My son is 5 and my daughter is 2. Sometimes they compete against each other in little races around the house. My son always wins because he’s bigger. When he crosses the imaginary finish line, he throws his hands up and yells, “I WON!” Then when my daughter glides across the finish line she throws her hands up with equal enthusiasm and yells “I losed!”
She doesn’t know that losing is a bad thing. For her, it’s just as exciting. The first few times she did it I wanted to correct her, “Winning is better.” “No. Don’t be happy that you lost, you want to win.” But I stopped myself. I couldn’t bring myself to do it because I’ve lost enough in my life to know that losing isn’t all bad.

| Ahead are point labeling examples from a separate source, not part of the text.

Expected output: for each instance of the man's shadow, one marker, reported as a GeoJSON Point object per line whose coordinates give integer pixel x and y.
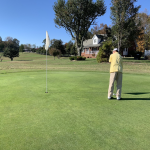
{"type": "Point", "coordinates": [138, 93]}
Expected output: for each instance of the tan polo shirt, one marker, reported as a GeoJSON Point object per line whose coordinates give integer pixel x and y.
{"type": "Point", "coordinates": [116, 62]}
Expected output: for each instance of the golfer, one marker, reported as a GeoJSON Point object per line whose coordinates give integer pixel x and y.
{"type": "Point", "coordinates": [116, 68]}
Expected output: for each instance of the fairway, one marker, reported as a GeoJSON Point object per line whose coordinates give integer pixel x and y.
{"type": "Point", "coordinates": [75, 114]}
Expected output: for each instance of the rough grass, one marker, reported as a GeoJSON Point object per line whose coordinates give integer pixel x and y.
{"type": "Point", "coordinates": [34, 62]}
{"type": "Point", "coordinates": [75, 114]}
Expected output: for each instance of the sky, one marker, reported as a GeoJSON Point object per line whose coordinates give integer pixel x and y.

I think back on some things I’ve lost only to realize later the reason I lost it was because it wasn’t meant to be. Losing has helped me clarify what I truly wanted.
I’ve lost things only to realize that if I hadn’t lost that thing I wouldn’t have had the space for something better to come along. Losing has given me insights I wouldn’t have had otherwise. Space I wouldn’t have created for myself.
I wonder about all the time I wasted mourning what I thought I lost. Worried about what I missed. Unhappy about failing at this or that. Only to have a lightbulb moment later, provided by the clarity that only that loss could’ve provided.
Losing it turns out is sort of magical but the magic of losing is concealed in this idea that it’s bad. Failure is bad. Redirecting is bad. Changing is bad. Closing is bad. Quitting is bad. Losing is bad. What if, instead, we all took my daughter’s approach and celebrated our loses with equal joy and enthusiasm because although the reward isn’t immediately apparent it is there and will appear.